Au regard de l’ensemble des éléments du litige, Madame [U] [E] ne rapporte pas d’élément objectif probant de nature à établir l’existence d’un fait accidentel survenu au temps et au lieu du travail le 15 décembre 2023 autrement que par ses seules déclarations.
Dans ces conditions, il résulte de ce qui précède que l’existence d’un faisceau d’indices suffisamment précis, graves et concordants permettant d’établir qu’un accident est survenu à Madame [U] [E] le 15 décembre 2023, au temps et au lieu du travail au sens de l’article L 411-1 du code de la sécurité sociale, n’est pas démontré.

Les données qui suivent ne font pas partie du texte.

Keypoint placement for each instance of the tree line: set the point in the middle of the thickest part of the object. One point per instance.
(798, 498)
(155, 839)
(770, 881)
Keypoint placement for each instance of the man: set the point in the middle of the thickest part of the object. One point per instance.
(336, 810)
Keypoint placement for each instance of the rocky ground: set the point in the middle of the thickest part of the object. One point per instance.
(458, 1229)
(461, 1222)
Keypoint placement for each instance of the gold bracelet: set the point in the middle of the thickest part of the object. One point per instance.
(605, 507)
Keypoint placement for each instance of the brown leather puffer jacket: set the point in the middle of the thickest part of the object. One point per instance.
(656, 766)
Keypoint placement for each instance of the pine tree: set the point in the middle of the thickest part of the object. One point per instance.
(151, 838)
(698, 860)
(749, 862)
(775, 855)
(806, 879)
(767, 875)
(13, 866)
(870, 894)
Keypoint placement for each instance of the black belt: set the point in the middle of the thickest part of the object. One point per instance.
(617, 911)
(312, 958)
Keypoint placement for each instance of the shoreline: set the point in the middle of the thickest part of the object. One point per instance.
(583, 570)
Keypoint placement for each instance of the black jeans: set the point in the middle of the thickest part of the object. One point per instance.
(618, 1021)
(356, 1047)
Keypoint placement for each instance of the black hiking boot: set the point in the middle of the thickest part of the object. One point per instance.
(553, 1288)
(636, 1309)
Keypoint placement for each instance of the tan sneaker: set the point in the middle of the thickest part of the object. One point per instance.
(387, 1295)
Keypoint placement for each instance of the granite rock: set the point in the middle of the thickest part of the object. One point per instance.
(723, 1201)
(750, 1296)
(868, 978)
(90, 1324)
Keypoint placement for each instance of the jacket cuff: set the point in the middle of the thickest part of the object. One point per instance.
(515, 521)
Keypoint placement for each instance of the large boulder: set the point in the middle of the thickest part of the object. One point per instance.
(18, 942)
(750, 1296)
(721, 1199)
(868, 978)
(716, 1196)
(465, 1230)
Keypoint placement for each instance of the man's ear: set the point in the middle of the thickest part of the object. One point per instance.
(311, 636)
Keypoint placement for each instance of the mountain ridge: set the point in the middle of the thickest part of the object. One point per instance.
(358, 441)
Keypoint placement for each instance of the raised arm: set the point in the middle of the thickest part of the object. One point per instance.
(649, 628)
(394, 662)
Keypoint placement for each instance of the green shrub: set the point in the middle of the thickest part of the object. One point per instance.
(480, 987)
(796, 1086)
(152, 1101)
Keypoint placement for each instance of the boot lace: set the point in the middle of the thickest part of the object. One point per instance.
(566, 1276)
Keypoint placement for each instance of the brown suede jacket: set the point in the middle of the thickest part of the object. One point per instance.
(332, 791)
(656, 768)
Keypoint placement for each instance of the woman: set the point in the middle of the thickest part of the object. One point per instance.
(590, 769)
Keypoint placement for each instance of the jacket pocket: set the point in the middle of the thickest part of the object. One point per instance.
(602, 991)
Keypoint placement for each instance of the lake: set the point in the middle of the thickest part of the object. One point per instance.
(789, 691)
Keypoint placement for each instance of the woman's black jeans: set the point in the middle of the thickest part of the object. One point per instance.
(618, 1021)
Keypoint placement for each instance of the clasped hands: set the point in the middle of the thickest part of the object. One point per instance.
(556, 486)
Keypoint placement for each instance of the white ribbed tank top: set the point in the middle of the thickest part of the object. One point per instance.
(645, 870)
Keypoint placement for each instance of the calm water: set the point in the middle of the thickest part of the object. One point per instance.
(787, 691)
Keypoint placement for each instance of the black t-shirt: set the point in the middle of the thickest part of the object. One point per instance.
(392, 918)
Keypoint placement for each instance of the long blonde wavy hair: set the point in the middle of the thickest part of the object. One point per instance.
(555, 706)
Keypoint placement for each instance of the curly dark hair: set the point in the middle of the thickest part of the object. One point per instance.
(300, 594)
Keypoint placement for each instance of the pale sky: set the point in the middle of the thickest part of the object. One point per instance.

En conséquence, Madame [U] [E], défaillante dans la charge qui lui incombe, sera déboutée de sa demande tendant à la reconnaissance du caractère professionnel de l’accident déclaré en date du 15 décembre 2023.
Sur les dépens
Madame [U] [E], qui succombe, sera condamnée aux éventuels dépens de l’instance en application de l’article 696 du code de procédure civile.
PAR CES MOTIFS
Le tribunal, statuant, après débats en audience publique, par jugement contradictoire, en premier ressort et prononcé par mise à disposition au greffe,
DÉCLARE le recours formé par Madame [U] [E] recevable en la forme,
DIT que le caractère professionnel de l’accident du 15 décembre 2023 déclaré par Madame [U] [E] n’est pas établi au sens de l’article L 411-1 du Code de la sécurité sociale,
DÉBOUTE Madame [U] [E] de son recours,
CONDAMNE Madame [U] [E] aux éventuels dépens de l’instance,
DIT que le présent jugement sera notifié à chacune des parties conformément à l’article R.142-10-7 du Code de la Sécurité Sociale par le greffe du Pôle social du Tribunal judiciaire de Lille.
Ainsi jugé et prononcé par mise à disposition au greffe du Pôle social du Tribunal judiciaire de Lille les jours, mois et an ci-dessus.